The bounce during a correction is one of the most sought after trade. I personally do not know why this is such a sought after trade however it likely has something to do with being ‘smart’, or believing you are ‘getting a deal’ when buying at a lower price. Whatever the reason, I choose NOT to trade this set up. My decision is a direct result of how comfortable emotionally I am with buying into the hole, I feel much more comfortable buying a breakout with momentum than I do ‘in the hole’, but then again this is just me. There are pros and cons for each and every strategy but the key is to be have a process and be consistent in implementing it. 

With this being said, the next couple of days, including today – everyone seems to be trying to buy this dip. Perhaps a little too many people? It seemed as if everyone was trying to buy this dip today but this is simply a thesis and by no means is a tradeable pattern. 

My thesis for the next few days to couple weeks is a bounce back and then bear flag, followed by another push lower. For this to happen the $SPY bounce will need to contained to 181.50 and then roll back over. 

I tweeted today that there is more to a correction bottom than a candlestick as many people were in a rush to call today’s candle a ‘hammer’ candle, which is commonly known as the REVERSAL candle after a correction. My point was that there is much more to a correction bottom than one single candlestick. Of course, in 2013 this was not the case whatsoever and every correction was literally ended with the hammer bottom only to sprint back to new highs without even a breath. The markets, over the long run, usually do not work like this. The most healthy and common type of market correction bottom follow this path: 

1. Steep pullback or correction

2. Bonce back into resistance

3. Another flush lower

4. Sometimes a hammer bottom, but not always

5. FOLLOW THROUGH (KEY) 

6. Price Commitment to FOLLOW THROUGH (also known as a bull flag)

7. A new move to new highs or a another run higher. 

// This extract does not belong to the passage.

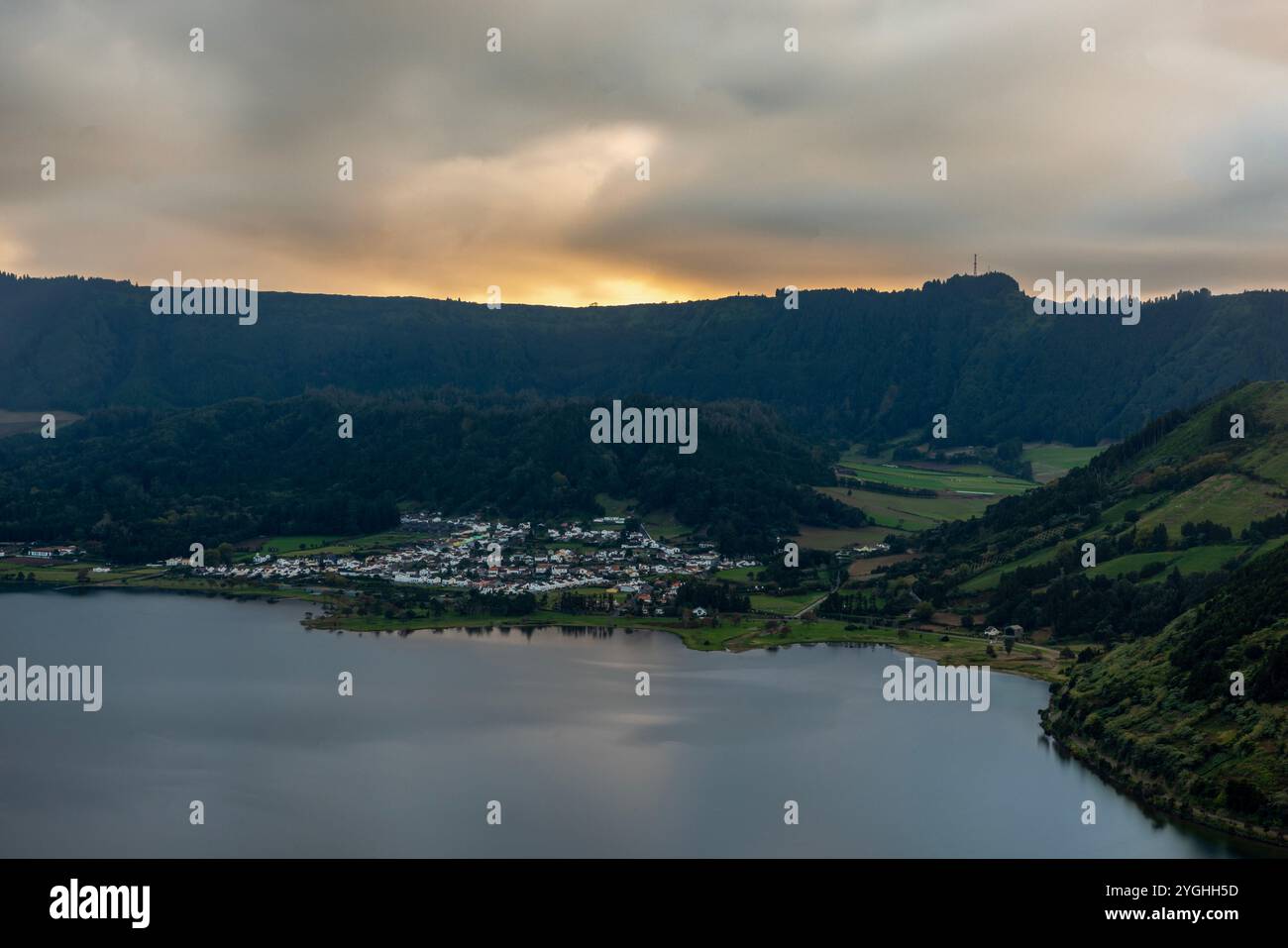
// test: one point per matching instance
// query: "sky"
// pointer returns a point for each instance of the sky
(767, 167)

There it is, about seven steps to a market pull back or correction. Many people seem to forget the FOLLOW THROUGH and commitment part of these steps and simply assume a hammer candlestick will mark a bottom.

We all have biases and theses towards the market at any given point and this is OK. However, it is vital for the long term successes of ‘us’ traders to recognize a change in market character and be ready to react accordingly to it with a process that was known BEFORE HAND.